Here's an interesting piece of verbiage in a trucking dispute. A number of ports are starting to bar old, more polluting, from the docks in order to clear the air in the area. The Teamsters are generally in favor of such rules, not primarily because of any environment benefits, but that the older trucks tend to belong to independent truckers who aren't part of a union; they don't like the competition and the downward pressure on wages that such owner-operators represent.
The Coalition for Healthy Ports, a labor-environmental group, told the FMCSA that if the New York-New Jersey sticker plan is declared invalid, port programs to ban older trucks in Southern California and elsewhere "will be in jeopardy."
The coalition urged the FMCSA "not to succumb to the pressure of the NJMTA and (American Trucking Associations) to undermine any and all efforts to clean the air and promote economic justice in the port trucking industry."
"Economic justice." Justice often depends on vantage point. There are a variety of definitions, but the one that seems to come close to what the CHP folks are after is "being what is merited: deserved."

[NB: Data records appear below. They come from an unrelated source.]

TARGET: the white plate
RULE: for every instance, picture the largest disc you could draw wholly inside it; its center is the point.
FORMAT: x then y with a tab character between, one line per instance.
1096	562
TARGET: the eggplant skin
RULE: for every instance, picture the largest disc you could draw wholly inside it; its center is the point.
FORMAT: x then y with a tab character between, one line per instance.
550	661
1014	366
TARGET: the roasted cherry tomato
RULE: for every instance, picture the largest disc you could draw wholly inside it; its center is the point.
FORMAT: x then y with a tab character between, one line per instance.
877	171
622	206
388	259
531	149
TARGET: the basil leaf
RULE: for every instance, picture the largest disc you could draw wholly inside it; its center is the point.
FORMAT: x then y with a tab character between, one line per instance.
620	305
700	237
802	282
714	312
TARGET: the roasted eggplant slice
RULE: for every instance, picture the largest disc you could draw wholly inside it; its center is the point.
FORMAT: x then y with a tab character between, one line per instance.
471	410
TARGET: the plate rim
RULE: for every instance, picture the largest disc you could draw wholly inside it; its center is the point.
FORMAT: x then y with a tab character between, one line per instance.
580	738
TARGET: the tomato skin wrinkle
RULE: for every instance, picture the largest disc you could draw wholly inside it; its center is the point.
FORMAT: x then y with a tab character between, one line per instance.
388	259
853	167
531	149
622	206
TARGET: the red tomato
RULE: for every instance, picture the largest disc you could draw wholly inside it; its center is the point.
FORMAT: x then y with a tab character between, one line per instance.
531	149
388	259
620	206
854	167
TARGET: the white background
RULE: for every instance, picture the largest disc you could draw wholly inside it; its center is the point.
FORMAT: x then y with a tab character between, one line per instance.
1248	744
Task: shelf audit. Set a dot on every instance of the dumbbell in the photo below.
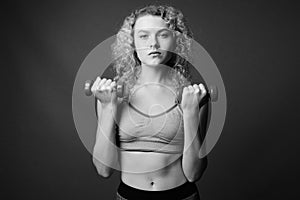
(212, 90)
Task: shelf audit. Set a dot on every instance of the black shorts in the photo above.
(186, 191)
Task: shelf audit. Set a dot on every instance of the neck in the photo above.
(153, 74)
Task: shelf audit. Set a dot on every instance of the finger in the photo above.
(106, 85)
(101, 82)
(113, 85)
(196, 88)
(95, 85)
(191, 89)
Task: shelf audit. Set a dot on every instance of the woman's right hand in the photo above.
(105, 91)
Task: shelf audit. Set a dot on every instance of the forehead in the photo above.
(150, 22)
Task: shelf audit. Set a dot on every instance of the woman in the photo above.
(158, 152)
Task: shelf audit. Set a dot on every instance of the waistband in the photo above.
(183, 191)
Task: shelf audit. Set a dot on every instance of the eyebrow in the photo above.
(163, 29)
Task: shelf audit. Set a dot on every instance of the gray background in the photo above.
(254, 44)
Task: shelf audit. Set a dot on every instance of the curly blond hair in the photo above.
(124, 55)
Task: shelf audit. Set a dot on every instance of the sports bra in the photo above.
(138, 131)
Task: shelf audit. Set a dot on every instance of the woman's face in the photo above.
(153, 40)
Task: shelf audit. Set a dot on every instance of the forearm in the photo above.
(105, 153)
(193, 165)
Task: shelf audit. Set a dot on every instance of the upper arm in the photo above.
(203, 116)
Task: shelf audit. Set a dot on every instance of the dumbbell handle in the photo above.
(212, 90)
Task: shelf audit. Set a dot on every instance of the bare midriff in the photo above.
(151, 171)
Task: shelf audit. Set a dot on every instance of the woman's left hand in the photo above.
(192, 96)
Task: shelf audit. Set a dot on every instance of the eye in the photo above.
(143, 36)
(164, 35)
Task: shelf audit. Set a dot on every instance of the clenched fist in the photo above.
(191, 97)
(105, 91)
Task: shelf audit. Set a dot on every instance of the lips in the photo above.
(154, 53)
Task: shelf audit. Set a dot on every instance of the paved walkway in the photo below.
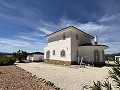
(66, 77)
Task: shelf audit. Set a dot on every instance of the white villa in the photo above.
(35, 56)
(68, 45)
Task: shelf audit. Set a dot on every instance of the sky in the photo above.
(25, 23)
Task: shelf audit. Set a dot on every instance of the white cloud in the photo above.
(10, 45)
(44, 30)
(107, 18)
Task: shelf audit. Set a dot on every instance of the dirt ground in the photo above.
(15, 78)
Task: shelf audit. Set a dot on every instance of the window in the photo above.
(53, 52)
(63, 36)
(48, 54)
(96, 55)
(76, 37)
(62, 53)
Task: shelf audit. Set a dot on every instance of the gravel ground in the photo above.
(67, 77)
(15, 78)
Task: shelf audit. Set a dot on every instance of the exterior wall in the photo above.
(75, 43)
(35, 57)
(117, 58)
(57, 43)
(89, 51)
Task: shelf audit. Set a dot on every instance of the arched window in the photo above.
(62, 53)
(96, 55)
(48, 54)
(53, 52)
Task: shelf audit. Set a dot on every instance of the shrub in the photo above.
(6, 61)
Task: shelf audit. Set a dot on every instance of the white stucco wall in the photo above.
(75, 43)
(35, 57)
(57, 43)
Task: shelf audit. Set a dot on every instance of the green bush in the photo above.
(6, 61)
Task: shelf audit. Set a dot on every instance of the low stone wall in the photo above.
(59, 62)
(68, 63)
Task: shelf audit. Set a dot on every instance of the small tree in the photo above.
(20, 55)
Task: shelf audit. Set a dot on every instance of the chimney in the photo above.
(96, 40)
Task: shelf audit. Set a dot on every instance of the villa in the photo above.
(68, 45)
(35, 56)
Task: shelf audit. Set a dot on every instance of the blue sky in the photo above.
(24, 23)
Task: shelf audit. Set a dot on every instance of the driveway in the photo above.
(66, 77)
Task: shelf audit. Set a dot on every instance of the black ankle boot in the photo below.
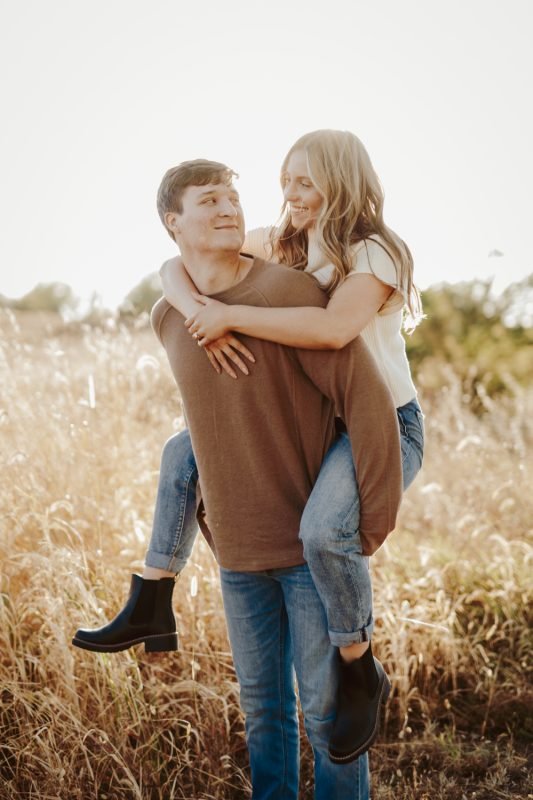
(147, 617)
(363, 687)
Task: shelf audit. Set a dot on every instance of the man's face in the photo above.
(211, 220)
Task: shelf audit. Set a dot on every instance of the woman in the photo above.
(332, 226)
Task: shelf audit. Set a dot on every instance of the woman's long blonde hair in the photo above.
(352, 211)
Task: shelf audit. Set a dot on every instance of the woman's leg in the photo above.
(332, 547)
(174, 527)
(329, 532)
(147, 615)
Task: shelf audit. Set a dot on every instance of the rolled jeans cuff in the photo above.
(344, 639)
(164, 561)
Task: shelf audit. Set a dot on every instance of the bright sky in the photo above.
(99, 98)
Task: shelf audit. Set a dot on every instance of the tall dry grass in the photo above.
(83, 415)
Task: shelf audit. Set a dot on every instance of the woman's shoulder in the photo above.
(372, 255)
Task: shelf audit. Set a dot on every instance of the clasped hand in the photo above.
(211, 331)
(209, 322)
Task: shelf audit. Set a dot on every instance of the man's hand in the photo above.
(210, 322)
(225, 349)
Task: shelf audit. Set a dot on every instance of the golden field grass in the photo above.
(83, 416)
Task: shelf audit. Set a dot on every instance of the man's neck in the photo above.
(216, 273)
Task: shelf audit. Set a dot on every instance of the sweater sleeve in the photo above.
(350, 378)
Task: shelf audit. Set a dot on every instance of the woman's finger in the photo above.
(238, 345)
(213, 361)
(224, 363)
(232, 355)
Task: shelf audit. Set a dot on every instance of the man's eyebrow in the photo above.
(207, 192)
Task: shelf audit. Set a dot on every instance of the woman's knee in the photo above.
(177, 455)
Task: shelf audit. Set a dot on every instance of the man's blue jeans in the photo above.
(277, 627)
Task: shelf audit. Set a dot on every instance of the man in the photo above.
(259, 444)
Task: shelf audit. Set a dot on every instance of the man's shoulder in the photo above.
(285, 286)
(157, 315)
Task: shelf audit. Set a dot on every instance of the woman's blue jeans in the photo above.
(329, 527)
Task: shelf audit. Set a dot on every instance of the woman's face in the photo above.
(299, 192)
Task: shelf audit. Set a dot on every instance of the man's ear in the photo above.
(172, 221)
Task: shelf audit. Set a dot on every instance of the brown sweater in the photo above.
(259, 441)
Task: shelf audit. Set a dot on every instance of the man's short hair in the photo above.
(199, 172)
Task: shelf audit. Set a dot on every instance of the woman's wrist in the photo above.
(236, 318)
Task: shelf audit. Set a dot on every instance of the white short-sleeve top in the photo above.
(383, 334)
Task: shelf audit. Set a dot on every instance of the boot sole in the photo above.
(152, 644)
(384, 692)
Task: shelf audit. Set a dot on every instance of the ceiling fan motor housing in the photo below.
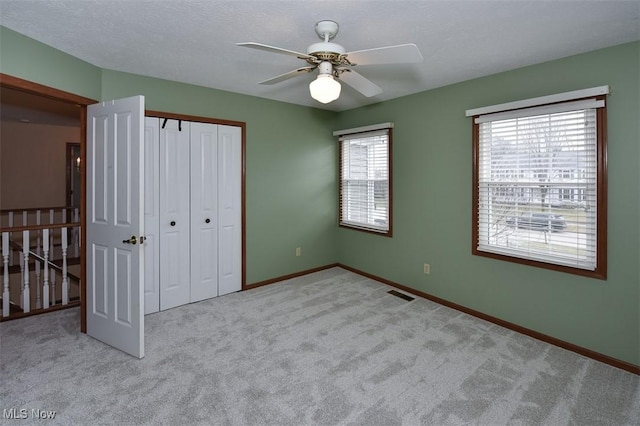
(326, 51)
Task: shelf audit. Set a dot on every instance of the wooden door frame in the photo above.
(26, 86)
(32, 88)
(243, 133)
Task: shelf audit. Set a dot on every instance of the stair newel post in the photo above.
(65, 278)
(45, 284)
(5, 262)
(26, 304)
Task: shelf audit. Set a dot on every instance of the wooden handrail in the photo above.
(39, 227)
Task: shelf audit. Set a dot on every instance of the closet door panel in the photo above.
(204, 211)
(174, 215)
(151, 215)
(229, 209)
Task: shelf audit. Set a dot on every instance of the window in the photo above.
(365, 178)
(540, 185)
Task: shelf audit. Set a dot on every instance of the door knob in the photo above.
(132, 240)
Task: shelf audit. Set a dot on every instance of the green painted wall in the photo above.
(290, 169)
(432, 206)
(23, 57)
(290, 158)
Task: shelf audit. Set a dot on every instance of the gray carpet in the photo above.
(328, 348)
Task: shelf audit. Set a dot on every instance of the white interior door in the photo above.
(229, 209)
(204, 211)
(174, 215)
(152, 215)
(115, 224)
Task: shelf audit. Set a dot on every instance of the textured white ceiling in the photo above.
(194, 41)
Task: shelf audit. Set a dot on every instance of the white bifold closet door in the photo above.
(198, 213)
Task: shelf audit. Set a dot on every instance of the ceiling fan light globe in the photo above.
(325, 89)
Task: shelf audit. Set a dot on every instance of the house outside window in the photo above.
(365, 178)
(539, 195)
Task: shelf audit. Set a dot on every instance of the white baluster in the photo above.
(38, 266)
(21, 257)
(11, 248)
(53, 287)
(65, 278)
(37, 283)
(45, 284)
(5, 262)
(76, 234)
(26, 305)
(51, 252)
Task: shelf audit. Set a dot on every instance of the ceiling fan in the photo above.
(334, 62)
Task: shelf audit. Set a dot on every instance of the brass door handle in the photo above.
(132, 240)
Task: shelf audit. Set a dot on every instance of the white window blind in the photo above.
(364, 180)
(537, 177)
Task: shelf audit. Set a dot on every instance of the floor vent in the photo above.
(401, 295)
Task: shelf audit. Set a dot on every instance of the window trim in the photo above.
(359, 131)
(600, 272)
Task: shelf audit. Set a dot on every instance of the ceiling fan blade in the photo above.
(400, 54)
(360, 83)
(274, 49)
(288, 75)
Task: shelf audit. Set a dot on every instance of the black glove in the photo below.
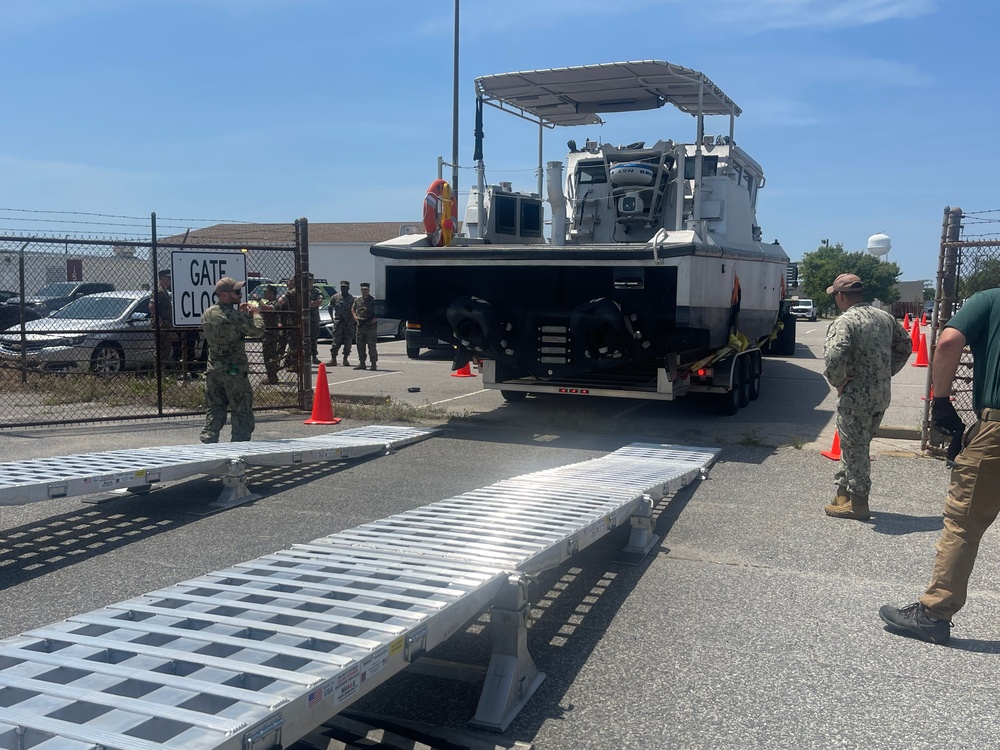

Do truckers deserve $X/hour? If you're a Teamster used to that going rate, having OOs come in and do the job for $X-3/hour, yes. Blocking the cheap labor to preserve your wage would seem just.
However, the guy being told he can't bring his truck onto the docks because he isn't part of the union doesn't think that's just. One of the proposed regulation would ban OOs from working in the ports; non-unionized corporations could do business, but the chance of them being unionized is higher than the zero percent of OOs.
Justice as used above often means "seeing it my way." Relative merit is not what people are after when they use that phrase.